As of Friday morning, the fire was at least 65% contained, and the evacuation order is lifted.

"Ordered up and assist as necessary."

As crews continue to battle flames northwest of Menahaga, Minnesota, extra help has been brought on to finish the job.

"As a Hotshot crew we specialize in large fire support."

That Hotshot crew is the real deal.

"Carrying a weight vest that weighs 45 pounds three miles in less than 45 minutes, can't run, have to walk. In 2011 we were down there on the "Wall of Fire" the one that was the largest in Arizona history."

The Hotshot crew is dispatched out of Boise, Idaho. They are called in to help fight fires in remote areas, often hiking 10 miles to get to certain spots where bulldozers and fire engines can't make it.

Since most of the fire is out and only hot spots remain, it's the grunt work that continues. Crews are removing trees from the sides of roads so they don't fall over in a strong wind.

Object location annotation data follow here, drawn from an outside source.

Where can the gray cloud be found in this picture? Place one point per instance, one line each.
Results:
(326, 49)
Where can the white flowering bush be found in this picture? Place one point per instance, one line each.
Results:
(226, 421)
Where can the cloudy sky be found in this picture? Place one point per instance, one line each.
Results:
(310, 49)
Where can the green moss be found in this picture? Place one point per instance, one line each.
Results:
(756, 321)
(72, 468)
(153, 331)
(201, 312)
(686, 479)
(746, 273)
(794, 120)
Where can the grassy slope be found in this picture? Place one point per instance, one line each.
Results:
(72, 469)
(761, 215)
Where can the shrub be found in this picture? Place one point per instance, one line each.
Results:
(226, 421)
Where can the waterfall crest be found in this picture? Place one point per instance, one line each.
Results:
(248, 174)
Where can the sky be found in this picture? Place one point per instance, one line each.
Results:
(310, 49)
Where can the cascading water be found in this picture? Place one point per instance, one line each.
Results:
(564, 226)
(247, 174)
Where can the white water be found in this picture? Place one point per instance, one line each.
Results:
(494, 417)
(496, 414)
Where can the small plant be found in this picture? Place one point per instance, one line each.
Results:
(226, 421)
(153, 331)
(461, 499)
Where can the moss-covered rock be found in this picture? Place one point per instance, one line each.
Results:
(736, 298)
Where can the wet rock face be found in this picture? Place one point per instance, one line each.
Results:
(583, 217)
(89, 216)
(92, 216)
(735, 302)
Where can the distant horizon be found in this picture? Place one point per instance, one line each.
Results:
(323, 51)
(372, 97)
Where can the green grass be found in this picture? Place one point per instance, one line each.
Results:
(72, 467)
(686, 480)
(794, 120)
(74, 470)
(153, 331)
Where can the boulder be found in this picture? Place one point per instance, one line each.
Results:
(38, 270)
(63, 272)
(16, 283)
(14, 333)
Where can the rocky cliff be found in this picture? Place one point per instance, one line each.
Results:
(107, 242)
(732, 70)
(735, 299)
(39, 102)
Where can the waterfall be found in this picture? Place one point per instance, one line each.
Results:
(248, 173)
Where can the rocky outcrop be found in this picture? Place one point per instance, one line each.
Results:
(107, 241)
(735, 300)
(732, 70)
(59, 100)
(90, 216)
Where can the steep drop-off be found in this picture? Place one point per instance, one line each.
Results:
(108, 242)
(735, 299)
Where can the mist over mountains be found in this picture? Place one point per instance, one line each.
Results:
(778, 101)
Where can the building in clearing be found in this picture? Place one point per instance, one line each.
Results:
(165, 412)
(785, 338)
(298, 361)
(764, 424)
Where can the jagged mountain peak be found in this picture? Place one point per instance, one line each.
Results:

"It looked okay on the one side, but on the back side it was completely burned out. After the flame front goes through, it's just like burning wood in your place or campfire. It burns for awhile."

This team arrived late Wednesday night, and they will be here as long as it takes, which could be another four days. While they're here, they will be checking to make sure power poles aren't damaged, and easily accessible trees threatening buildings are removed.

"It's pretty monotonous."

The difficulty won't stop these guys as they continue to make it safe for people finally returning to their homes.

"You have structures that are in with the forest environment, it creates hazards cause you got a lot of power lines, roads and houses that are tucked in."

The Green Valley Fire has consumed more than 7,100 acres, destroying 12 homes and 43 other buildings.